Make Octopus Tentacles more reliable

SKB_Kontur · 7 November 2016 09:09

Hi guys,

We’ve been using Octopus Deploy for one and half year. From time to time we face an issue when Octopus Tentacle service stops. In this case, Tentacle target becomes inactive and unreachable and the only way to bring it to life is to connect to machine via RDP and restart service.

Fortunately, we’ve found a solution. We create 2 tasks in schedule manager on each Tentacle target. This tasks run the following commands:

get-service "OctopusDeploy Tentacle" | foreach-object -process { SC.EXE config $_.Name start= delayed-auto}
get-service "OctopusDeploy Tentacle" | foreach-object -process { sc.exe failure $_.Name reset= 86400 actions= restart/5000/restart/5000/""/ }

This tasks solve 2 issues:

The first one set delayed startup for service, so it doesn’t fail when Windows starts.
The second task makes service restart on fail.

It seems, these tricks could be usefull for lots of people using Octopus Deploy. Could you include them in the following release?

Thank you in advance!

Kind regards,
Denis Titusov

StephenS · 7 November 2016 14:03

We had the same problem. We did something similar. We set the on-failure restart to keep trying to start the service every one minute if it failed to start. We used Octopus’s Script Console feature to push it out to all the already installed tentacles. And our install script for the tentacle now adds it after it installs tentacles.

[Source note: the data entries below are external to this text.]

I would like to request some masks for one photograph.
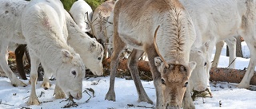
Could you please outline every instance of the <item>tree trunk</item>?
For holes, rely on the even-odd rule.
[[[236,44],[236,56],[238,57],[243,57],[241,42],[243,41],[242,38],[239,36],[236,37],[237,44]],[[226,56],[230,56],[229,47],[226,45]]]
[[[110,68],[110,58],[103,60],[103,66],[106,68]],[[127,60],[120,60],[118,63],[118,69],[127,69]],[[150,68],[147,61],[139,60],[138,68],[139,72],[150,72]],[[246,70],[238,70],[223,68],[213,68],[210,72],[210,80],[223,81],[230,83],[240,83],[243,78]],[[256,72],[254,72],[254,74]],[[256,75],[251,78],[250,84],[256,85]]]

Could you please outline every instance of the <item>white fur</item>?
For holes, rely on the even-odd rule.
[[[244,37],[250,50],[248,69],[238,88],[249,88],[256,65],[256,1],[255,0],[182,0],[194,23],[197,36],[202,41],[210,40],[207,63],[215,44],[233,36]],[[207,71],[211,64],[207,65]]]
[[[6,52],[10,42],[26,44],[21,28],[22,10],[27,2],[16,0],[0,1],[0,65],[14,86],[26,86],[19,80],[6,62]]]
[[[104,49],[95,39],[90,38],[86,33],[79,29],[71,17],[66,13],[66,26],[69,31],[67,38],[70,45],[81,57],[88,68],[94,75],[103,74],[103,53]]]
[[[92,32],[98,41],[102,44],[106,42],[107,37],[106,36],[106,21],[110,16],[114,6],[113,0],[108,0],[100,6],[98,6],[93,14],[92,18]]]
[[[131,1],[129,1],[131,2]],[[156,53],[154,50],[151,50],[152,54],[150,54],[149,46],[154,47],[154,32],[158,25],[160,25],[159,29],[157,32],[156,43],[158,45],[158,48],[159,49],[160,54],[163,56],[163,59],[168,64],[178,64],[189,68],[188,69],[188,77],[191,73],[191,71],[194,69],[195,66],[194,62],[189,62],[190,58],[190,51],[192,47],[193,43],[195,40],[195,31],[194,28],[193,22],[190,19],[190,17],[188,15],[188,13],[183,9],[182,6],[178,3],[178,1],[158,1],[165,2],[165,5],[161,2],[160,4],[166,6],[166,10],[161,9],[161,5],[153,6],[153,4],[155,5],[157,2],[154,1],[146,2],[144,6],[141,6],[142,9],[137,9],[137,4],[129,5],[129,8],[125,6],[124,1],[118,1],[116,4],[122,2],[124,6],[120,6],[122,10],[115,9],[114,10],[114,41],[115,38],[118,40],[118,41],[123,41],[124,44],[120,43],[121,45],[118,45],[118,42],[114,43],[114,46],[118,48],[117,46],[125,46],[128,45],[134,49],[134,50],[137,50],[137,52],[141,53],[142,50],[146,52],[147,55],[150,57],[150,64],[155,62],[156,60],[159,59],[159,57],[153,57]],[[130,2],[129,2],[130,3]],[[155,3],[155,4],[154,4]],[[175,4],[176,3],[176,4]],[[121,3],[119,3],[121,4]],[[175,6],[175,5],[177,6]],[[152,5],[152,6],[147,6]],[[170,5],[170,10],[169,9]],[[136,10],[132,9],[132,6],[136,6]],[[174,7],[172,7],[174,6]],[[148,8],[149,7],[149,8]],[[152,7],[152,8],[150,8]],[[159,9],[158,9],[159,8]],[[131,14],[134,12],[134,16]],[[135,13],[136,12],[136,13]],[[129,14],[127,14],[129,13]],[[139,16],[138,14],[141,14]],[[182,30],[181,30],[182,29]],[[120,39],[119,39],[120,37]],[[112,61],[114,60],[114,62],[111,61],[111,75],[114,73],[115,68],[116,58],[118,57],[118,53],[121,51],[120,48],[118,48],[114,51],[112,56]],[[116,53],[115,53],[116,52]],[[137,58],[137,56],[136,56]],[[135,58],[135,59],[136,59]],[[131,60],[130,60],[131,61]],[[114,65],[113,65],[114,64]],[[152,73],[155,75],[155,73],[162,72],[159,69],[163,69],[164,66],[162,62],[162,65],[159,66],[153,66],[154,64],[150,64],[151,70],[153,70]],[[131,66],[130,66],[131,67]],[[156,72],[156,67],[160,72]],[[160,75],[160,74],[158,74]],[[158,77],[154,77],[154,85],[157,91],[157,106],[156,108],[167,108],[166,103],[163,103],[163,98],[162,95],[162,84],[160,84],[159,77],[161,76],[158,76]],[[136,77],[138,78],[138,77]],[[159,79],[159,80],[158,80]],[[114,84],[113,76],[110,77],[110,83]],[[134,80],[135,81],[135,80]],[[138,81],[138,80],[137,80]],[[110,87],[108,93],[106,95],[106,99],[115,99],[114,91],[114,84],[110,84]],[[136,82],[135,82],[136,84]],[[137,84],[138,84],[138,83]],[[141,86],[139,86],[141,87]],[[150,103],[149,99],[146,98],[146,94],[142,91],[141,88],[140,91],[138,92],[139,99],[138,101],[146,101]],[[142,97],[143,96],[143,97]],[[166,106],[166,107],[165,107]],[[176,106],[175,106],[176,107]]]
[[[91,21],[93,17],[93,10],[84,0],[78,0],[72,5],[70,10],[74,21],[78,25],[83,32],[90,30],[90,26],[87,24]],[[88,17],[86,15],[88,13]],[[89,18],[89,19],[88,19]]]
[[[24,10],[25,6],[28,4],[28,2],[22,1],[22,0],[2,0],[0,1],[1,7],[0,12],[2,14],[6,13],[6,14],[1,14],[0,20],[0,45],[1,45],[1,68],[2,68],[2,72],[6,72],[6,76],[10,79],[11,84],[14,86],[26,86],[24,83],[20,81],[16,76],[12,72],[11,69],[9,68],[6,60],[8,58],[8,53],[6,49],[9,45],[9,50],[14,50],[16,48],[17,44],[26,44],[25,41],[25,37],[23,37],[21,27],[21,14]],[[13,11],[12,13],[10,13]],[[8,13],[7,13],[8,12]],[[73,21],[73,20],[71,20]],[[74,26],[75,25],[75,26]],[[91,38],[88,38],[89,37],[85,34],[82,33],[81,30],[78,30],[78,25],[74,24],[73,26],[63,26],[63,28],[70,27],[74,28],[76,33],[68,33],[66,29],[63,29],[63,35],[66,40],[67,40],[67,35],[70,35],[70,37],[76,37],[76,38],[73,38],[74,40],[68,40],[68,43],[73,46],[75,46],[75,51],[78,51],[79,54],[83,59],[84,63],[86,64],[86,67],[90,68],[94,75],[102,75],[103,73],[103,67],[102,64],[102,59],[103,57],[102,53],[103,52],[100,53],[100,49],[102,48],[101,45],[98,45],[98,43]],[[86,36],[86,37],[85,37]],[[79,43],[78,43],[79,42]],[[83,47],[90,48],[90,43],[95,43],[97,48],[95,50],[91,50],[91,52],[86,52],[83,50]],[[90,49],[93,48],[90,48]],[[78,49],[78,50],[77,50]],[[88,51],[88,50],[87,50]],[[6,54],[6,55],[5,55]],[[101,58],[101,60],[98,60]],[[51,75],[47,76],[48,77]],[[45,76],[46,76],[45,75]],[[48,80],[47,77],[45,79]],[[48,81],[48,83],[47,83]],[[47,81],[43,82],[44,84],[49,84],[49,80]],[[48,85],[50,87],[50,85]]]
[[[40,62],[45,73],[53,73],[57,78],[58,91],[80,99],[85,66],[80,56],[66,44],[66,17],[61,2],[31,1],[23,10],[22,27],[31,58],[31,92],[27,104],[39,104],[35,84]]]
[[[229,60],[229,68],[235,68],[235,58],[236,58],[236,41],[237,39],[235,37],[230,37],[225,40],[226,45],[229,47],[229,54],[230,54],[230,60]],[[216,51],[214,58],[212,64],[212,68],[217,68],[219,56],[221,55],[222,49],[224,45],[224,41],[220,41],[216,44]]]

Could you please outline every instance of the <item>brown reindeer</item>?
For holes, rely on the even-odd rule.
[[[106,99],[115,101],[118,57],[129,45],[134,49],[128,58],[128,68],[137,88],[138,101],[153,103],[138,72],[138,59],[145,52],[156,88],[156,108],[181,108],[188,79],[196,65],[189,62],[195,39],[194,25],[182,5],[178,0],[119,0],[114,9],[113,23],[114,53]]]

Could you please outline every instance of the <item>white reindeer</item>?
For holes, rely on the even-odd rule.
[[[230,37],[225,40],[226,45],[229,47],[229,54],[230,54],[230,60],[229,60],[229,68],[235,68],[235,58],[236,56],[236,43],[237,39],[235,37]],[[214,58],[212,63],[212,68],[217,68],[219,57],[221,56],[221,52],[224,45],[224,41],[219,41],[216,44],[216,52],[214,55]]]
[[[90,31],[91,27],[88,23],[91,22],[93,10],[87,2],[84,0],[74,2],[70,10],[70,14],[83,32]]]
[[[0,21],[0,65],[1,68],[2,68],[3,69],[3,72],[6,72],[6,76],[10,79],[11,84],[14,86],[26,86],[24,83],[20,81],[16,77],[16,76],[12,72],[12,71],[9,68],[6,63],[8,53],[6,50],[4,49],[7,49],[8,44],[9,46],[13,46],[12,45],[16,43],[26,44],[26,42],[25,41],[25,37],[23,37],[23,34],[22,33],[20,19],[21,14],[26,7],[26,6],[28,4],[28,2],[21,0],[2,0],[0,1],[0,13],[5,14],[0,15],[0,20],[2,21]],[[65,14],[66,15],[66,14]],[[74,22],[73,19],[70,20],[70,18],[69,18],[69,21]],[[100,45],[100,44],[98,43],[95,40],[89,38],[89,37],[86,34],[83,33],[82,31],[79,30],[80,29],[76,24],[72,24],[71,25],[67,25],[67,27],[69,27],[69,29],[70,29],[70,31],[71,31],[72,29],[75,29],[75,31],[72,30],[71,32],[68,33],[68,36],[66,36],[66,40],[67,40],[69,45],[71,45],[72,47],[74,46],[74,50],[78,51],[78,53],[81,54],[81,57],[82,58],[86,68],[90,68],[94,75],[102,75],[102,46]],[[48,78],[46,79],[48,80]],[[49,88],[50,84],[48,84],[47,85],[47,84],[46,83],[47,82],[43,82],[42,86],[45,88]]]
[[[210,56],[217,42],[234,36],[243,36],[250,51],[250,61],[238,88],[250,87],[254,74],[256,56],[254,47],[256,39],[256,1],[255,0],[182,0],[185,8],[191,15],[197,36],[202,41],[210,40],[207,63],[210,63]],[[207,71],[211,64],[207,64]]]
[[[27,2],[23,0],[0,1],[0,65],[14,86],[26,86],[11,71],[6,62],[6,52],[10,42],[26,44],[21,27],[22,10]],[[7,56],[8,57],[8,56]]]
[[[80,56],[66,44],[65,19],[60,1],[34,0],[23,10],[22,29],[31,58],[31,92],[28,105],[39,104],[35,84],[40,62],[49,71],[45,73],[53,73],[57,78],[56,96],[62,95],[61,93],[76,99],[82,96],[85,66]]]
[[[182,5],[178,0],[118,0],[114,9],[113,23],[114,53],[106,99],[115,101],[114,76],[118,56],[127,45],[134,48],[128,68],[138,91],[138,101],[153,103],[138,73],[138,58],[145,52],[156,88],[156,108],[180,108],[189,77],[196,65],[195,62],[189,62],[195,31]]]
[[[103,46],[107,42],[106,36],[106,23],[114,9],[114,0],[108,0],[98,6],[93,14],[92,33]]]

Vanessa_Love · 8 November 2016 04:55

Hi Denis and Stephen,

Thanks for the information, it will be very beneficial to Octopus users.
To ask a question does this only happen after a windows restart, or does the Tentacle service stop without a Windows restart?

Vanessa

SKB_Kontur · 8 November 2016 09:32

Hi Vanessa,

It happens both when Windows starts and when Tentacle runs for a while. To be clear, it happens rarely, but we would like to decrease it to zero

Kind regards,
Denis Titusov

StephenS · 8 November 2016 13:50

Vanessa,

We usually see it after a server reboot. The event viewer log states something along the lines of “The service failed to start in the time allotted (30000ms)” or something like that.

We have seen it crash when there was no server reboot also. But that may have been from other causes like the virtual drive it was installed on being pulled from under it.

Since we have implemented the fail-restarts we have not seen the issue again… Though its only been roughly a week or so.

Vanessa_Love · 11 November 2016 22:58

Hi Stephen and Denis,

Thanks so much for the info. So it mostly seems it is around rebooting which is something we are continually trying to understand and make a fix for (it’s been through 4 developers here so far).

However the occasional crashing does need to be resolved it would be great if you could pick a couple of Tentacles (if there are any that more consistently go down) and turn on crash dumping for the service. Hopefully we can eliminate that from happening. http://docs.octopus.com/display/OD/Capture+a+crash+dump

Vanessa

SKB_Kontur · 15 November 2016 10:45

Hi Vanessa,

Thank you for your response!
We will capture dump and send it to you as soon this issue occurs again.

Kind regards,
Denis Titusov

StephenS · 15 November 2016 14:16

Vanessa,

Sadly not as simple fro us. It seems to be randomly occurring across all of our agents. So there is no way I can predict when and which agent will present the problem.

Vanessa_Love · 15 November 2016 22:55

Hi Stephen,

Yes I did believe that would be the case. My hope was more that for a few Tentacles turning on crash dumping and leaving it on, in the chance that one of them in the end has a crash. When it appears random and cannot be predicted its the best you can ask for. Turning on the feature does not impede in performance at all.

Vanessa